In children with Rett's syndrome, development proceeds in an apparently normal fashion over the first 6-18 months, at which point there is a noticeable change in the child's behavior and some regression or loss of abilities, especially in gross motor skills such as walking and moving. This is generally followed by an obvious loss in abilities such as speech, reasoning and hand movements.

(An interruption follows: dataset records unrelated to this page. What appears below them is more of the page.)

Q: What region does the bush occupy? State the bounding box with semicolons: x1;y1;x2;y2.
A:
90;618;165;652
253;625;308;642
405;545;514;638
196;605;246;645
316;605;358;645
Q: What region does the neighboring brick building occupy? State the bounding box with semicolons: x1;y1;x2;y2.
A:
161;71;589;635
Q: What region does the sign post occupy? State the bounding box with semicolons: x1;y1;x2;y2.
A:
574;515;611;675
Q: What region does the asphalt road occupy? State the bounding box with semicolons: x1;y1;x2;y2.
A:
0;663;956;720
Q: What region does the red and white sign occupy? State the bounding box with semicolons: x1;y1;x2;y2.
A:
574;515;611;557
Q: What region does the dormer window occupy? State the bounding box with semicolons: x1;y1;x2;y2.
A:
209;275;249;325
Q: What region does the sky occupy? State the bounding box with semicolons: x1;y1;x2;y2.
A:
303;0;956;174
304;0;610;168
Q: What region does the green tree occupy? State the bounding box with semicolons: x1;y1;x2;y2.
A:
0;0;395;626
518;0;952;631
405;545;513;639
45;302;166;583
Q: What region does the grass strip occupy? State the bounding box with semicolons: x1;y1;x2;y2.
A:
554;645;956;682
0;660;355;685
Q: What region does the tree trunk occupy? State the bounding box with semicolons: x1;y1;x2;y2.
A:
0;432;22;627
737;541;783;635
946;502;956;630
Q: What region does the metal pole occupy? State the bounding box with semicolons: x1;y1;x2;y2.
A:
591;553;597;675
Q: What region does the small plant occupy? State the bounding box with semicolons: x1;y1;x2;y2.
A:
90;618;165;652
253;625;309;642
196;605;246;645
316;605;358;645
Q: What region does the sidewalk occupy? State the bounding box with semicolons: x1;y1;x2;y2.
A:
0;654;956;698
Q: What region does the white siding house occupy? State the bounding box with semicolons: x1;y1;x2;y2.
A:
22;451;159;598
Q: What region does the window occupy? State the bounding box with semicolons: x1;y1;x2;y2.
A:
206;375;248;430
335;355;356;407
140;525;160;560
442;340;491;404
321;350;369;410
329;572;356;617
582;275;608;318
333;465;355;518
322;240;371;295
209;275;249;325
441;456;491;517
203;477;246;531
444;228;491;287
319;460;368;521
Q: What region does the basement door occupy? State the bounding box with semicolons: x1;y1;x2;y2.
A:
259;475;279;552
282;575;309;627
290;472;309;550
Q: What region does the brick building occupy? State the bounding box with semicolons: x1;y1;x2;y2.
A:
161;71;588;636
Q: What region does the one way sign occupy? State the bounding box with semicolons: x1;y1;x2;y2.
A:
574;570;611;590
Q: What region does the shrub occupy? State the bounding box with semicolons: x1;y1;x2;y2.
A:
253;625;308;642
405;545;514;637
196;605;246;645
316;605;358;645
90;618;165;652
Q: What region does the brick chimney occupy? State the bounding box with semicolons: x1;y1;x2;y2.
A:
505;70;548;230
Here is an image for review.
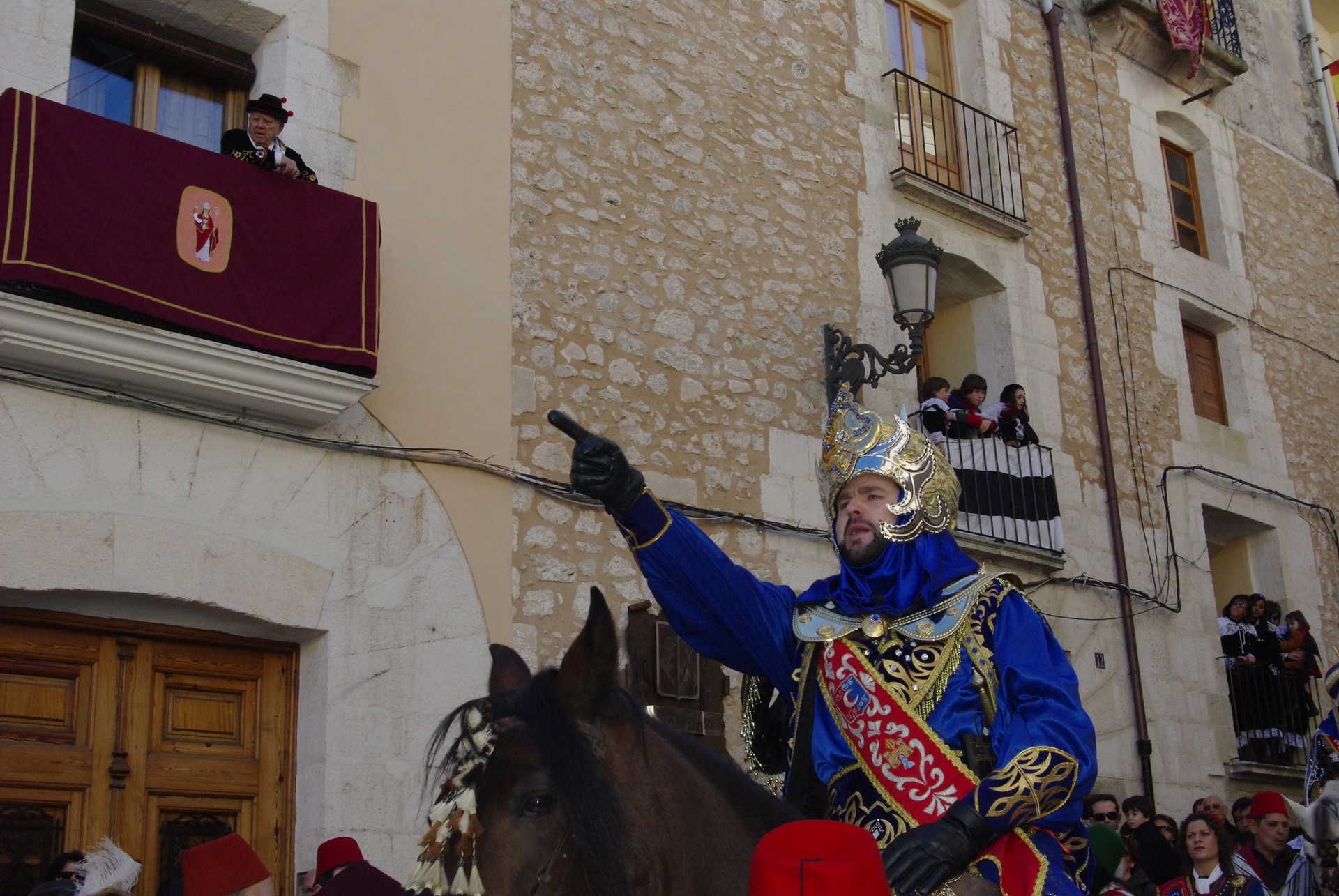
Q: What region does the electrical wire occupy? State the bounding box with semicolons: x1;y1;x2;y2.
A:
0;367;830;541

Repetitive movements or gestures such as constant hand-wringing or hand washing are also common.

Symptoms/ Warning Signs

• Normal development during first months of infancy
• Hypotonia (floppy extremities) is frequently the first manifestation
• Head growth begins slowing (deceleration in head circumference) at approximately 5-6 months of age
• Overall developmental regression
• Language development, both expressed and understood, is severely impaired
• Loss of meaningful hand use, replaced by movements such as hand wringing or placing the hand in the mouth
• Seizures (seen in about 1/3rd of patients)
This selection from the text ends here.